Automobiles News

India’s path to becoming the global automobile technology hub


India is slowly gaining popularity in the global automotive business in many ways. Carmakers such as Hyundai and Kia export big volumes to other countries from here, while homegrown two-wheeler manufacturers such as Bajaj, TVS, and Hero MotoCorp export a large number of motorcycles and scooters to many countries around the world from here.

Apart from vehicles, India is also seeing a boom in automotive technology, and tier 1 suppliers like Bosch has based its R&D business here to cater to the world, while Volvo recently inaugurated its Tech centre in Bangalore, which is the largest of its kind outside Sweden.

Following the wave, Continental has also opened its Technical Center in Bangalore, with an investment of Rs 1000 crore. Spread across one million sq ft and with the ability to accommodate 6,500 employees, the new facility will work on solutions for the global market, as well as India-specific ones. The new Technical Centre will focus on five business areas — Autonomous Mobility, Architecture and Networking, Safety and Motion, Smart Mobility, and User Experience.

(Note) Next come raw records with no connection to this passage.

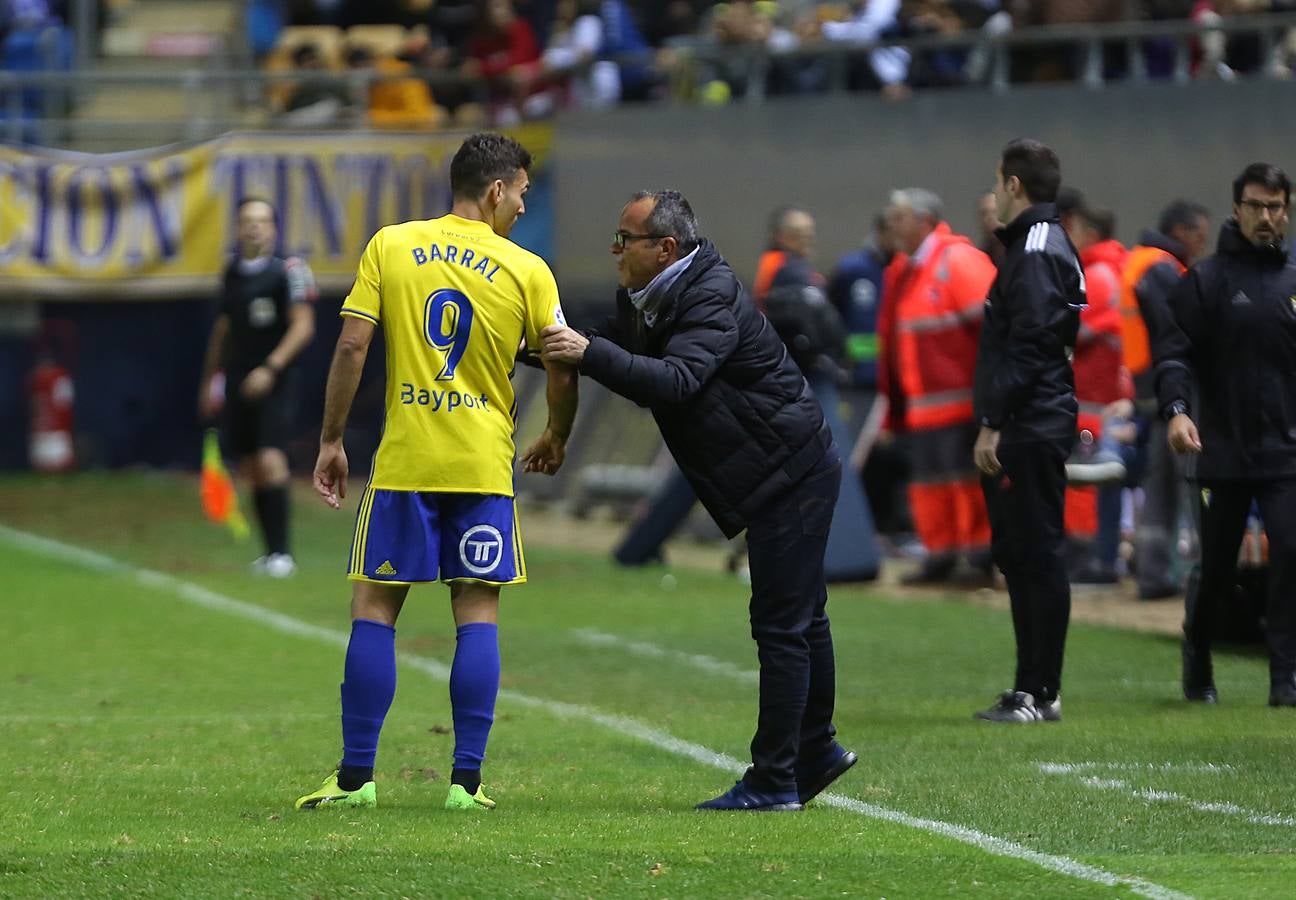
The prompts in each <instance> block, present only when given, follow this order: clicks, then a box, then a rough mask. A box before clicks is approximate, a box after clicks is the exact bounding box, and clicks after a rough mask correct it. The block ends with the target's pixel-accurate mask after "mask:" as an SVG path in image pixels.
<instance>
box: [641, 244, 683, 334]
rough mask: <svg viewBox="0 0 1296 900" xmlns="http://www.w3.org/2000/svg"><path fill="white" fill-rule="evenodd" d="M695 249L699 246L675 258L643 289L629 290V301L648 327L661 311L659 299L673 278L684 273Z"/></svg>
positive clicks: (666, 289) (678, 275)
mask: <svg viewBox="0 0 1296 900" xmlns="http://www.w3.org/2000/svg"><path fill="white" fill-rule="evenodd" d="M697 249H699V248H696V246H695V248H693V252H692V253H689V254H688V255H687V257H683V258H682V259H677V261H675V262H673V263H670V265H669V266H666V267H665V268H664V270H661V271H660V272H657V275H656V276H653V280H652V281H649V283H648V284H645V285H644V287H643V290H631V292H629V293H630V302H631V303H632V305H634V307H635V309H636V310H639V311H640V313H643V315H644V324H645V326H648V327H649V328H652V327H653V323H654V322H656V320H657V315H658V314H660V313H661V301H662V298H664V297H665V296H666V292H669V290H670V287H671V285H673V284H675V280H677V279H678V278H679V276H680V275H683V274H684V270H686V268H688V265H689V263H691V262H692V261H693V257H696V255H697Z"/></svg>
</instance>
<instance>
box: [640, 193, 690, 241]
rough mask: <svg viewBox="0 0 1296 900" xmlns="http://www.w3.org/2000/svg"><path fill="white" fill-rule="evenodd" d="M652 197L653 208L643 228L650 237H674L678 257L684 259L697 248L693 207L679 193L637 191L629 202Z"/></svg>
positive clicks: (649, 214) (645, 219)
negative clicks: (693, 214) (649, 233)
mask: <svg viewBox="0 0 1296 900" xmlns="http://www.w3.org/2000/svg"><path fill="white" fill-rule="evenodd" d="M648 197H652V200H653V204H654V205H653V207H652V213H649V214H648V218H647V219H644V228H647V230H648V233H651V235H661V236H662V237H674V239H675V244H678V245H679V255H682V257H686V255H688V254H689V253H692V252H693V249H695V248H696V246H697V217H696V215H693V207H692V206H689V205H688V201H687V200H684V195H682V193H680V192H679V191H639V192H636V193H635V196H632V197H631V198H630V202H636V201H639V200H647V198H648Z"/></svg>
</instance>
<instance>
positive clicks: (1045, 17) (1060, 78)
mask: <svg viewBox="0 0 1296 900" xmlns="http://www.w3.org/2000/svg"><path fill="white" fill-rule="evenodd" d="M1007 6H1008V9H1010V10H1011V12H1012V22H1013V26H1015V27H1034V26H1050V25H1102V23H1107V22H1121V21H1125V19H1128V18H1130V17H1131V12H1133V10H1131V9H1130V1H1129V0H1010V3H1008V4H1007ZM1085 52H1086V48H1085V47H1083V45H1082V44H1078V43H1076V41H1072V43H1065V44H1055V45H1042V47H1041V45H1036V47H1030V48H1021V49H1017V51H1015V52H1013V66H1015V69H1017V70H1019V71H1017V73H1016V74H1017V75H1019V77H1020V80H1030V82H1068V80H1076V79H1077V78H1080V75H1081V73H1082V70H1083V60H1085V56H1083V54H1085ZM1122 53H1124V47H1115V48H1109V51H1107V52H1105V56H1107V57H1108V60H1107V62H1108V64H1109V65H1117V64H1116V58H1117V57H1118V56H1120V54H1122Z"/></svg>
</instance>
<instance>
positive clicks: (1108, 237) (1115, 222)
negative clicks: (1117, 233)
mask: <svg viewBox="0 0 1296 900" xmlns="http://www.w3.org/2000/svg"><path fill="white" fill-rule="evenodd" d="M1080 217H1081V218H1082V219H1083V220H1085V224H1087V226H1089V227H1090V228H1093V230H1094V231H1095V232H1096V233H1098V240H1100V241H1109V240H1112V237H1115V236H1116V213H1113V211H1112V210H1109V209H1102V207H1098V206H1087V205H1086V206H1083V207H1082V209H1081V210H1080Z"/></svg>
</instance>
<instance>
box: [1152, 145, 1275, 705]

Continental will rely on one of India’s biggest advantages — talent. India produces a large number of engineers every year, which is crucial for a technology company to set up its R&D facility here. Continental uses a lot of accident data to finetune its components as the majority of them are software-driven, and that’s where the Technical Centre comes into play.

“In a modern vehicle, there is a lot of data captured during an accident,” says Prashanth Doreswamy, President and CEO, Continental India. Data such as this help component makers because they get a better picture of what exactly happened — the speed of the vehicle, if the brakes were applied on time, etc.

“However, such data varies depending on the country and scenario, as India has its unique challenges,” adds Latha Chembrakalam, Head of Technical Center India, Continental Automotive.

One of the key aspects of bringing technology to the masses is the cost. When components are localised, they can be kept down, but availability is a concern. The CEO recalls when Continental was setting up its ABS manufacturing, “We invested two years before the government mandate came in and started assembly. We also went ahead and vertically integrated ECU manufacturing, but we still import the aluminium as we are still not able to find anyone to do these precision products,” he adds.

Continental finally brought in Nisshinbo, one of its joint venture companies from Japan, and now, the ABS units are 100 percent localised. The company will soon localise other components, such as telematics control units and airbag controllers, as India’s moving towards making multiple airbags mandatory in passenger vehicles.

Apart from the availability of materials, other factors affect the localisation of components. “Skillset is a concern as advanced products need precision knowledge which we lack, but we are looking at other programmes to tackle this situation like upskilling and reskilling our employees. Automation is also another way we are addressing the situation,” adds the CEO.

Maintenance of equipment is also a challenge, but with the help of AR and VR, Continental can tackle this situation. A person here can interact with a service technician based in Germany in real-time to get parts replaced or fixed. Finally, spares and their availability needs to be addressed. “We have a 3D printer, so we can print the components and get the equipment running,” adds Doreswamy.